Last year, the City Council let the juvenile curfew expire. The city has to renew this every three years, per state law. And the matter heated up this time around because of research that showed black and Latino kids were getting ticketed more than whites. The original plan was to wait a few more months to gauge any adverse consequences of a city without a curfew. After all, police say nothing’s stopping them from approaching residents who appear young and are out late at night. The ordinance didn’t affect that ability. In fact, in a memo to staff in mid-January, Chief Reneé Hall told officers to keep making contact with kids they see out at odd hours.
But the powers that be reversed course. The issue went to committee first, and then there were two public hearings. On Wednesday, just six weeks after the curfew expired, it was reinstated. The version that got the votes was championed by Councilman Adam McGough. West Dallas Councilman Omar Narvaez proposed an alternative that would’ve made these violations civil rather than criminal. Dallas PD does have a process for writing civil citations—parking and red-light camera tickets are examples.
McGough’s version got the support, with opposition from Council members Narvaez, Sandy Greyson, Philip Kingston, and Adam Medrano. The new law does look slightly different than the old one. Here’s a quick rundown of the changes:
• The previous maximum fine was $500. The new maximum fine is $50.

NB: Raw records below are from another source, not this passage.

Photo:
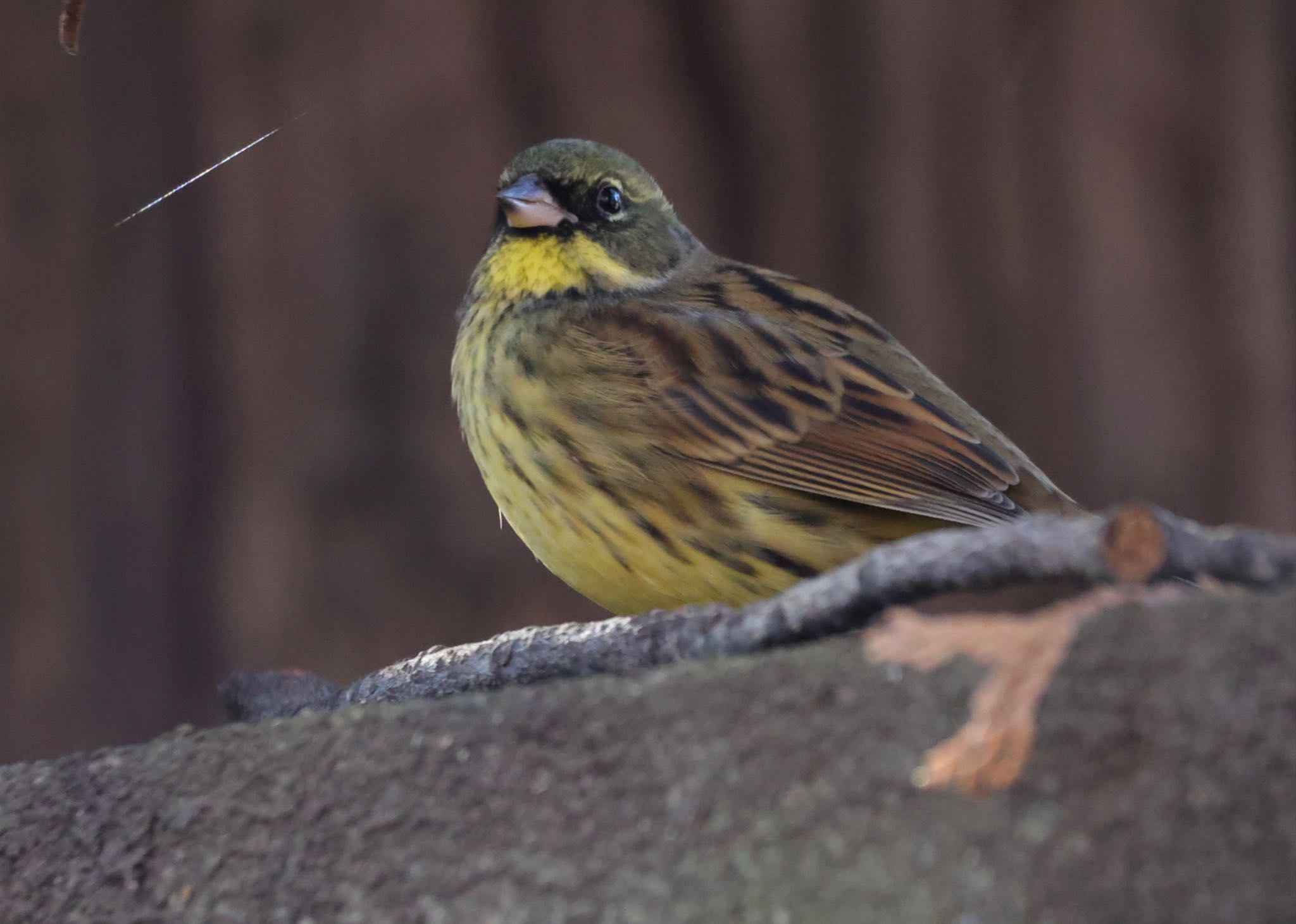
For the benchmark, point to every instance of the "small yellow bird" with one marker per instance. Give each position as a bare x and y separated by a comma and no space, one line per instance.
663,425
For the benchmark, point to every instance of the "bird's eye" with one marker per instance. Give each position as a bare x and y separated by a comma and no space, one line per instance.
609,201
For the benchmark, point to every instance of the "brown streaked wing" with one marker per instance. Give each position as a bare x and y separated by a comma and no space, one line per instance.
761,376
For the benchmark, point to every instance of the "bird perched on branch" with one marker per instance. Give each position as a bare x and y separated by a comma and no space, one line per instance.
663,425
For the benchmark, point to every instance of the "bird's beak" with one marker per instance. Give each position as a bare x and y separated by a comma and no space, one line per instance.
529,205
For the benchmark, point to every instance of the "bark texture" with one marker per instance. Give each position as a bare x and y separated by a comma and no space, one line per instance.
766,789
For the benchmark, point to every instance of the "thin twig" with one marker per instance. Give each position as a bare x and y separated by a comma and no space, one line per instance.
1133,542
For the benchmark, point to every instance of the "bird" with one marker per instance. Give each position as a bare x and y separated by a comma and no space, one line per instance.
663,425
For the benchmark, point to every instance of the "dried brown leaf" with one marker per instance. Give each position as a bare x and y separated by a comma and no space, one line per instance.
1135,545
69,25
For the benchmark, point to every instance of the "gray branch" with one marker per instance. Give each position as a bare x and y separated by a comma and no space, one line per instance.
1037,549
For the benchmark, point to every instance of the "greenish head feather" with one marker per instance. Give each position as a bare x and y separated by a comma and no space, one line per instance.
644,236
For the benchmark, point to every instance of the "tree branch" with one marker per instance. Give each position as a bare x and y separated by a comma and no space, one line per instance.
1133,544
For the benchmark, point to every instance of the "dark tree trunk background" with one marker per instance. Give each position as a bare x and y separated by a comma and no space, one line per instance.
226,437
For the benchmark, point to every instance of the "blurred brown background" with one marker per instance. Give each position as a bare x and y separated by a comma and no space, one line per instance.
226,436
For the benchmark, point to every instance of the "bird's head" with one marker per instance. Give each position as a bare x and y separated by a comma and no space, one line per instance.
578,215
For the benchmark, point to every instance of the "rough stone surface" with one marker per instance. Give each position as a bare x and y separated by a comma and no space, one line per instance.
771,789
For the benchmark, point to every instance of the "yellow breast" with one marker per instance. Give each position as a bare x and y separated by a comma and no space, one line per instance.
623,523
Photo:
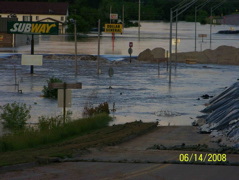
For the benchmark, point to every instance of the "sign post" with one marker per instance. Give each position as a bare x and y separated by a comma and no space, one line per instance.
64,86
110,73
130,50
32,28
202,36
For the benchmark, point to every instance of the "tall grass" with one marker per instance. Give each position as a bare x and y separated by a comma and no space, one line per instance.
30,138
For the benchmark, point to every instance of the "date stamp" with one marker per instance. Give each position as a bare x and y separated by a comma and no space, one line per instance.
209,157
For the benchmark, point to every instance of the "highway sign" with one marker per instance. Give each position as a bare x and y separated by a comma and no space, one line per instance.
130,44
113,16
130,50
113,28
26,27
111,72
67,86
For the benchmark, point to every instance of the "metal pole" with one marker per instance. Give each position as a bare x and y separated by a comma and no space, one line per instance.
176,45
170,44
98,57
211,30
139,22
123,16
76,71
195,29
197,8
32,52
212,9
64,103
110,13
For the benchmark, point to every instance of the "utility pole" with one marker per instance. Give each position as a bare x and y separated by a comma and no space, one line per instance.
139,21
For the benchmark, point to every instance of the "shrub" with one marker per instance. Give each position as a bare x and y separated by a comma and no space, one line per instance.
15,115
90,111
51,93
32,138
45,122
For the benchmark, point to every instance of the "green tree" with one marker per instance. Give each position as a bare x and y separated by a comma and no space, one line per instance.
15,115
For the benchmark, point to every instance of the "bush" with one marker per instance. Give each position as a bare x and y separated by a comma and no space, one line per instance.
30,137
51,93
90,111
15,115
45,122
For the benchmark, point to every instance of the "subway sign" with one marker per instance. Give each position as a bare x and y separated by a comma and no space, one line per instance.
24,27
113,28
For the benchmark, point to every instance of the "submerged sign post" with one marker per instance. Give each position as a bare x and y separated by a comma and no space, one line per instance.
26,27
32,28
113,28
64,94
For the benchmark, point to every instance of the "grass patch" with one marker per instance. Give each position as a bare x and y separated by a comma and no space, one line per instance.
30,138
198,147
76,146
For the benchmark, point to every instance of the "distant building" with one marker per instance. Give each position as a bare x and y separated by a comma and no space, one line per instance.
232,19
37,12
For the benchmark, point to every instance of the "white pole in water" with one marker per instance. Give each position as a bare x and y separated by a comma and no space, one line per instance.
98,57
139,22
212,9
181,7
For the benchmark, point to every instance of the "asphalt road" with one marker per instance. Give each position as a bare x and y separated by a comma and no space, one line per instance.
131,160
134,171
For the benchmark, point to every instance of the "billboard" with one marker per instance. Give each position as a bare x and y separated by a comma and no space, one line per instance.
26,27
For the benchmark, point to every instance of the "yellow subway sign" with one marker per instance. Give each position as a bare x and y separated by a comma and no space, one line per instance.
24,27
113,28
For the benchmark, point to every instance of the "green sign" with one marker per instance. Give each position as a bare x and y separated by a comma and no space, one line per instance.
26,27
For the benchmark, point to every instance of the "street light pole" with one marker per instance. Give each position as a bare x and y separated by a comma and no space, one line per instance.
212,9
139,22
197,8
183,7
75,35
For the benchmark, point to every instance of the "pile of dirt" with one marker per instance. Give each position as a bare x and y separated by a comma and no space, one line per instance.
221,55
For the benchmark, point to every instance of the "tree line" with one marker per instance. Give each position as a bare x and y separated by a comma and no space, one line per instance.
87,12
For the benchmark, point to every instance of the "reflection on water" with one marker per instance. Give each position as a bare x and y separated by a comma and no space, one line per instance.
138,92
153,34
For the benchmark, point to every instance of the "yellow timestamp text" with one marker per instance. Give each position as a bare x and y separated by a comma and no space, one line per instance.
194,157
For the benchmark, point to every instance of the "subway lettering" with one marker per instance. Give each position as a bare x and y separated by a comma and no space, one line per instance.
32,28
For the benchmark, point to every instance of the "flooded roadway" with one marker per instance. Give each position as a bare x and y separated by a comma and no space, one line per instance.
138,92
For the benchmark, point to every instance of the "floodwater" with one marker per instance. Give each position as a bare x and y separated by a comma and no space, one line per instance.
138,93
152,35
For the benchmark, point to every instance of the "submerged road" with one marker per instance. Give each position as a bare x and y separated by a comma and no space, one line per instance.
131,160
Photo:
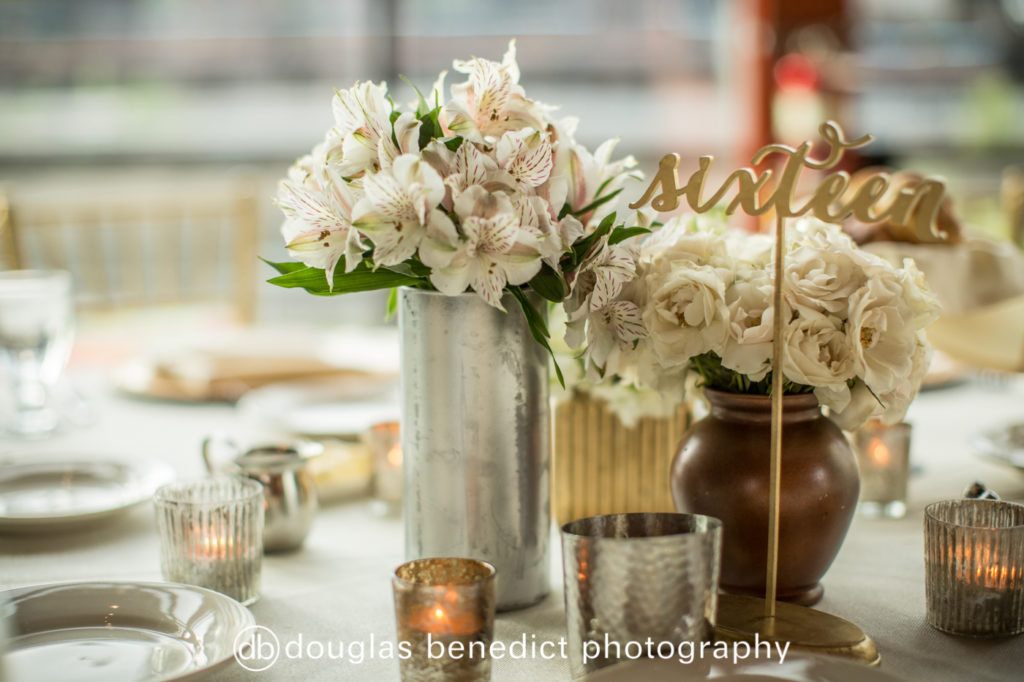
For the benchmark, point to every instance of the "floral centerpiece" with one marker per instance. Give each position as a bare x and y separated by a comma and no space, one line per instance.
698,298
486,190
471,203
700,302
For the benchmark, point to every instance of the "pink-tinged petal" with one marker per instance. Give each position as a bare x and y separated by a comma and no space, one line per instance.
452,280
388,197
625,317
320,249
395,245
532,163
472,165
386,153
509,64
353,251
487,279
309,208
498,235
519,268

• Under the previous version, nothing in the ordinance required police to ask kids why they were out or issue a verbal warning before writing a citation. Under the new version, officers are required to ask for that information and provide two verbal warnings.
• The new version has language that requires, on the first offense, for the officer to try to contact the child’s parent or guardian and to take them home without issuing a ticket. Police say they’ve been doing this anyway. Now it’s official.
• The previous version included exceptions for kids who were with a parent, running an errand at the direction of a parent (without detour), involved in an emergency, or other similar reasonings. The new version adds a defense for minors attending a “community engagement or recreation activity.”